Across socioeconomic factors, increased rates of accruals were linked to higher household income and lower rates of poverty and unemployment. For example, compared to areas within the highest quintile of accruals, those within the lowest quintile exhibited more than twice the poverty rate and over a 50% higher unemployment rate (Figure 3). Areas with high accrual rates also demonstrated higher education levels, with nearly all individuals in the highest quintile having an above-high school education. In contrast, only 56% within the lowest quintile and 46% in areas with no accruals achieved the same education level.Top of Form

Figure 3.

A graph of different colored squares Boxplot of Socioeconomic Factors Across Quintiles of Clinical Trial Accruals and No-Accrual Areas

Boxplot of Socioeconomic Factors Across Quintiles of Clinical Trial Accruals and No-Accrual Areas

Healthcare Equity Factors

Higher accruals were associated with better health insurance coverage, more cancer screenings, and closer drive time to enrollment facilities. In areas with zero accruals, the uninsured rate was four times greater, and the Medicaid rate was almost seven times greater than in areas within the highest quintile of accruals. Areas with the highest accrual rates were an average of 9 minutes away by car from the nearest NM facility, compared to 23 and 20 minutes in areas with the lowest accruals and those with none, respectively. Among cancer screenings, the largest difference was observed in colorectal cancer between regions with zero accruals and those in the top quintile (62% vs. 72%, respectively).

DISCUSSION

This study successfully implemented a geographic aggregation method to de-identify clinical trial accrual data, facilitating visualization of rates across the catchment area and revealing significant disparities in clinical trial enrollment and social determinants of health. Before aggregating census tracts, 85% of the data used for the visualization would have been suppressed, severely limiting the ability to identify sub-county geographies with low accrual rates. The conservative risk assessment demonstrates that the risk of re-identification would be at most 5 percent. These findings indicate that this method not only maintains patient confidentiality but also provides a more nuanced understanding of clinical trial accrual rates across the catchment area.

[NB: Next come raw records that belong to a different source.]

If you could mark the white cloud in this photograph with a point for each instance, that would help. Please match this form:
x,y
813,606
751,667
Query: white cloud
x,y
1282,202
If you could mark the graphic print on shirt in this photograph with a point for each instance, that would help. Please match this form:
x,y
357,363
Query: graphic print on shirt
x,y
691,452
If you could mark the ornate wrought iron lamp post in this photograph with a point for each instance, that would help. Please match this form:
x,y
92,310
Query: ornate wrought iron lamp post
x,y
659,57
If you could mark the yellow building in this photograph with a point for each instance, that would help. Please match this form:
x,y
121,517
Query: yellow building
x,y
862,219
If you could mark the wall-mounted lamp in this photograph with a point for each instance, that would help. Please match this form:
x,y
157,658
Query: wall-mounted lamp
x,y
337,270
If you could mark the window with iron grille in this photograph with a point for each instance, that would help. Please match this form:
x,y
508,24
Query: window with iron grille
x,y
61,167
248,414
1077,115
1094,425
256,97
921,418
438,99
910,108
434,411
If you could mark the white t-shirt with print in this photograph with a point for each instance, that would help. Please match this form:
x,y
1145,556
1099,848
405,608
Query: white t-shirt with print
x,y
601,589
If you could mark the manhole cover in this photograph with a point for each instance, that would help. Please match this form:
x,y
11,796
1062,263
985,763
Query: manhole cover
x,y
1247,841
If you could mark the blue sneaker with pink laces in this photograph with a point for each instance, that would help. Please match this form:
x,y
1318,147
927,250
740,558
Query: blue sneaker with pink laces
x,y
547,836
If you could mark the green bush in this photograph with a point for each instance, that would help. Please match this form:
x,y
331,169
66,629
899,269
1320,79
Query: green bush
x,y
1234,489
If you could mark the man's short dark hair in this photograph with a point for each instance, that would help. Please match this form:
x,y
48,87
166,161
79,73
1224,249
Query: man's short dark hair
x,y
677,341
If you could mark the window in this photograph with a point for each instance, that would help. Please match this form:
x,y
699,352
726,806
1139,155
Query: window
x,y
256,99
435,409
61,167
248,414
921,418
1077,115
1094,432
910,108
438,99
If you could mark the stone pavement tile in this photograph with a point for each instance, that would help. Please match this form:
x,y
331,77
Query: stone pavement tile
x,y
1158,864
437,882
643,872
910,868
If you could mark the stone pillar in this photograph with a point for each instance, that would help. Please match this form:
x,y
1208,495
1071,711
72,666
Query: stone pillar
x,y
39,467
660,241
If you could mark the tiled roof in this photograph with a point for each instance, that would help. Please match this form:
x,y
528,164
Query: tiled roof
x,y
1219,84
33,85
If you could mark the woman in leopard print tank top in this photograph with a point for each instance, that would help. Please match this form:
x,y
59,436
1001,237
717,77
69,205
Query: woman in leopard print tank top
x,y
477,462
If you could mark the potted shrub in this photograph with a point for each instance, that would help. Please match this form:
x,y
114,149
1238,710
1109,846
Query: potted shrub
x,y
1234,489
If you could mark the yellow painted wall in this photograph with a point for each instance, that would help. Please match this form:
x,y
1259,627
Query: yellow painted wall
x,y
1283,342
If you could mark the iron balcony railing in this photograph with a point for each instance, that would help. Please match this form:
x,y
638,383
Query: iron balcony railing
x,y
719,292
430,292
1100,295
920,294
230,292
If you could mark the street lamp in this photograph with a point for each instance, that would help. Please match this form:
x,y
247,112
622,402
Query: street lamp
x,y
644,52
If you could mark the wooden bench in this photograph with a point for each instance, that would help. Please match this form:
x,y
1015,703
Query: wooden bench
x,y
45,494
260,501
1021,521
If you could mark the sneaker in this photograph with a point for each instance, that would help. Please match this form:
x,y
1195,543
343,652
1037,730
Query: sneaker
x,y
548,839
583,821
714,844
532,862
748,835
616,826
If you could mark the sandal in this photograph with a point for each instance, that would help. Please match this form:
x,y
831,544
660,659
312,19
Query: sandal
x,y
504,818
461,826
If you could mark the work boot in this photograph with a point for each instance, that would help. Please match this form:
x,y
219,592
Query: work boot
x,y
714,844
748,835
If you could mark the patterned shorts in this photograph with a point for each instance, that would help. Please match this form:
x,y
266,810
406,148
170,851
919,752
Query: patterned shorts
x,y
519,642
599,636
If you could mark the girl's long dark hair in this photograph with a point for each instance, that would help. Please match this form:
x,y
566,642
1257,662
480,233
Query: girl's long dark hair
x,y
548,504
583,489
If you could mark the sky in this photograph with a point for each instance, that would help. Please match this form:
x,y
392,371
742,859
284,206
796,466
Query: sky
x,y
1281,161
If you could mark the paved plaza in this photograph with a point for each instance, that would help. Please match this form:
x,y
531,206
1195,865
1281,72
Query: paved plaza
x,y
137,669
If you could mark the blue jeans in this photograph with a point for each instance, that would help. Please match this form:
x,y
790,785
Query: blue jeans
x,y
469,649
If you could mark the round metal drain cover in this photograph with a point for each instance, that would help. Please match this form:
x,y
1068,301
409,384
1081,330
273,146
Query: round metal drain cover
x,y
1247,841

Our analysis of social determinants of health revealed that clinical trial enrollment predominantly occurred in regions characterized by higher socioeconomic status, greater insurance coverage, increased cancer screenings, proximity to facilities, and less diverse populations. Interestingly, the history of cancer diagnosis did not vary as extensively as other factors across accrual rates or in geographies with no clinical trial accruals. This could indicate that the differences in accrual rates are more influenced by disparities in social determinants of health rather than differences in inherent cancer burden.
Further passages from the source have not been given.